Simple socket and process container

Project description


# papa

## Description
**papa** is a process kernel. It contains both a client library and a server
piece for creating sockets and launching processes from a stable parent process.

## Dependencies
It is tested under following Python versions:

- 2.6
- 2.7
- 3.3
- 3.4


## Installation
You can install it from Python Package Index (PyPI):

$ pip install papa


## Purpose
Sometimes you want to be able to start a process and have it survive on its own,
but you still want to be able to capture the output. You could daemonize it
and pipe the output to files, but that is a pain and lacks flexibility when it
comes to handling the output.

Process managers such as circus and supervisor are very good for starting and
stopping processes, and for ensuring that they are automatically restarted when
they die. However, if you need to restart the process manager, all of their
managed processes must be brought down as well. In this day of zero downtime,
that is no longer okay.

Papa is a process kernel. It has extremely limited functionality and it has zero
external dependencies. If I've done my job right, you should never need to
upgrade the papa package. There will probably be a few bug fixes before it is
really "done", but the design goal was to create something that did NOT do
everything, but only did the bare minimum required. The big process managers can
add the remaining features.

Papa has 3 types of things it manages:

- sockets
- values
- processes

Here is what papa does:

- Create sockets and close sockets
- Set, get and clear named values
- Start processes and capture their stdout/stderr
- Allow you to retrieve the stdout/stderr of the processes started by papa
- Pass socket file descriptors and port numbers to processes as they start

Here is what it does NOT do:

- Stop processes
- Send signals to processes
- Restart processes
- Communicate with processes in any way other than to capture their output


## Sockets
By managing sockets, papa can manage interprocess communication. Just create a
socket in papa and then pass the file descriptor to your process to use it.
See the [Circus docs](http://circus.readthedocs.org/en/0.11.1/for-ops/sockets/) for a very good description of why this is so useful.
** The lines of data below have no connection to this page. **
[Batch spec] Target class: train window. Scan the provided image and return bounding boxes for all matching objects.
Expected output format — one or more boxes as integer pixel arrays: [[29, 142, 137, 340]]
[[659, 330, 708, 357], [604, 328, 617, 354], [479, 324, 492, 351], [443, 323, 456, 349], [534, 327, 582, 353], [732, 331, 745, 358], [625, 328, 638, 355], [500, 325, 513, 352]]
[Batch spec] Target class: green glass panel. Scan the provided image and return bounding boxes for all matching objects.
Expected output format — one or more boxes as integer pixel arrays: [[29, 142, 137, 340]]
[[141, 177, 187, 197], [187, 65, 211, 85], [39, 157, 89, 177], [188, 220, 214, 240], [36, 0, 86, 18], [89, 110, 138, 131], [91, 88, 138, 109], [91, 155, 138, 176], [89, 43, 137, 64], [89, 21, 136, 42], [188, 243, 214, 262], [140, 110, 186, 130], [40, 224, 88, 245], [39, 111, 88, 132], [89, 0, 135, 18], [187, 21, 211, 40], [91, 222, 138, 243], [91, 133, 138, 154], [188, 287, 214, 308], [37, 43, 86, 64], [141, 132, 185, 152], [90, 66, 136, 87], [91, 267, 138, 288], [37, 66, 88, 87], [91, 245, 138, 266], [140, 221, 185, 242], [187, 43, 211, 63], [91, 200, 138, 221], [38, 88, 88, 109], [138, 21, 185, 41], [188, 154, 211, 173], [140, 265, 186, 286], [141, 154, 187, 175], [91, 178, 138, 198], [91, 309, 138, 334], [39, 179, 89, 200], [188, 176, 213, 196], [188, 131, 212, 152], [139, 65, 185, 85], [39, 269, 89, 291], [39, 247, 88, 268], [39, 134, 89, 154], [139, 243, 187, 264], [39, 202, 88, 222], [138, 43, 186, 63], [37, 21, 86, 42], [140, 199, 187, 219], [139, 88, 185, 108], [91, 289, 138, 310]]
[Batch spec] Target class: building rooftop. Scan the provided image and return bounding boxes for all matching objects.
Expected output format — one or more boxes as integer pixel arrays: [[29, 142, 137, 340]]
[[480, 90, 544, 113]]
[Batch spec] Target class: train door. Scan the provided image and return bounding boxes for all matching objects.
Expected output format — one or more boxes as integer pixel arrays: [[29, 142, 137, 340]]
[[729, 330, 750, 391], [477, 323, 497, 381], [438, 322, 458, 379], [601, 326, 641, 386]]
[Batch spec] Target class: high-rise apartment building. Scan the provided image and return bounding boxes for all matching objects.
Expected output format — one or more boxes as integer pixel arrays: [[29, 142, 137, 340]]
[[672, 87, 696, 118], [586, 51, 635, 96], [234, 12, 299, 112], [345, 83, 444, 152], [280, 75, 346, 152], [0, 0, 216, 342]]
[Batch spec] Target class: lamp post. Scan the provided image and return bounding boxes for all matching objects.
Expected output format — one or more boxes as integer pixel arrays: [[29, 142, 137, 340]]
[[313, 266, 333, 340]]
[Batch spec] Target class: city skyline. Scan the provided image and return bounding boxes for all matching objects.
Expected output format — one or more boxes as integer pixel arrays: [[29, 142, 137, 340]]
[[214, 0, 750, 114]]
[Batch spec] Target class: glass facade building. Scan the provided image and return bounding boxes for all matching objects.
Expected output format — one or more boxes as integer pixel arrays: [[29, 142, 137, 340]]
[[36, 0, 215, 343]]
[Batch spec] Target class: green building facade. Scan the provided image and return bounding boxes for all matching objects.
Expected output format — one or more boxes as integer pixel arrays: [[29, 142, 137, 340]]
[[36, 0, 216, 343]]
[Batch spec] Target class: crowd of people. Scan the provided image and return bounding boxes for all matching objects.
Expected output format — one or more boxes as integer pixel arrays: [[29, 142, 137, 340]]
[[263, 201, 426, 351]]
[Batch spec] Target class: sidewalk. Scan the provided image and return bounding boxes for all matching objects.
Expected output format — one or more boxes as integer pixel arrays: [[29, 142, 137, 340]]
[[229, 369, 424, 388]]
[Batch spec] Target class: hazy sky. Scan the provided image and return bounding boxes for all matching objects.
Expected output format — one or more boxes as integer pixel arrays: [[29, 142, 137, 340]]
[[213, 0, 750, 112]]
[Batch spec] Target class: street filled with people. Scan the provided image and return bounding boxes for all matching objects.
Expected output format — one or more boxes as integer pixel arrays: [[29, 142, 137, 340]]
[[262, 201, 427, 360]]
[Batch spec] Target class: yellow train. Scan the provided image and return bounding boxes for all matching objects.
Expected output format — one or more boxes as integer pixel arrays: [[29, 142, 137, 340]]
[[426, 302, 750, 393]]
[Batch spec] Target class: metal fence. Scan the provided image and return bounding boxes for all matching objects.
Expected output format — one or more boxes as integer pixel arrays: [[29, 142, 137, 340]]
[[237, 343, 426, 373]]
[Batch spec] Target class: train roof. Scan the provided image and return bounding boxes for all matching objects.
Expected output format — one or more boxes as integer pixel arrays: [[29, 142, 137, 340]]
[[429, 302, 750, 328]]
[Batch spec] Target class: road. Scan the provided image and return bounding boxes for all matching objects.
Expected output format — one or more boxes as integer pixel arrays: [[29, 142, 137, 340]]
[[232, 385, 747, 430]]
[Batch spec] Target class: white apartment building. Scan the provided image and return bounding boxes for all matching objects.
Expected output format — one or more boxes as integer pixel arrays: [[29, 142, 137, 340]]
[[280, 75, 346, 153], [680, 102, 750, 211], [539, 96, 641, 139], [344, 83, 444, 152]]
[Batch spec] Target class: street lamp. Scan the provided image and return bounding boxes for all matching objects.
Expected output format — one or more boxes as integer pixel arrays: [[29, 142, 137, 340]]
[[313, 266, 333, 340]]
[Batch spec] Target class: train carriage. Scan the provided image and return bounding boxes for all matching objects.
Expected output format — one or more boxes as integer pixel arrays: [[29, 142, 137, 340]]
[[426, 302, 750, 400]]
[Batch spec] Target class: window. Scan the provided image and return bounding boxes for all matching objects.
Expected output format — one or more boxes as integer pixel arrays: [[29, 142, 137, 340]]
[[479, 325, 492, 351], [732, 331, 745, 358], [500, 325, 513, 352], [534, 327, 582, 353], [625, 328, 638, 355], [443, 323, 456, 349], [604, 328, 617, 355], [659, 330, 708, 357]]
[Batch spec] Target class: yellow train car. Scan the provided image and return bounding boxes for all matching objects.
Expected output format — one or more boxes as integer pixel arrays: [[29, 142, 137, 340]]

Papa can create Unix, INET and INET6 sockets. By default it will create an INET
TCP socket on an OS-assigned port.

You can pass either the file descriptor (fileno) or the port or a socket to a
process by including a pattern like this in the process arguments:

- `$(socket.my_awesome_socket_name.fileno)`
- `$(socket.my_awesome_socket_name.port)`


## Values
Papa has a very simple name/value pair storage. This works much like environment
variables. The values must be text, so if you want to store a complex structure,
you will need to encode and decode with something like the [JSON module](https://docs.python.org/3/library/json.html).

The primary purpose of this facility is to store state information for your
process that will survive between restarts. For instance, a process manager can
store the current state that all of its managed processes are supposed to be in.
Then if the process manager is restarted, it can restore its internal state,
then go about checking to see if anything on the machine has changed. Are all
processes that should be running actually running?


## Processes
Processes can be started with or without output management. You can specify a
maximum size for output to be cached. Each started process has a management
thread in the Papa kernel watching its state and capturing output if necessary.


## A Note on Naming (Namespacing)
Sockets, values and processes all have unique names. A name can only represent
one item per class. So you could have an "aack" socket, an "aack" value and an
"aack" process, but you cannot have two "aack" processes.

All of the monitoring commands support a final asterix as a wildcard. So you
can get a list of sockets whose names match "uwsgi*" and you would get any
socket that starts with "uwsgi".

One good naming scheme is to prefix all names with the name of your own
application. So, for instance, the Circus process manager can prefix all names
with "circus." and the Supervisor process manager can prefix all names with
"supervisor.". If you write your own simple process manager, just prefix it with
"tweeter." or "facebooklet." or whatever your project is called.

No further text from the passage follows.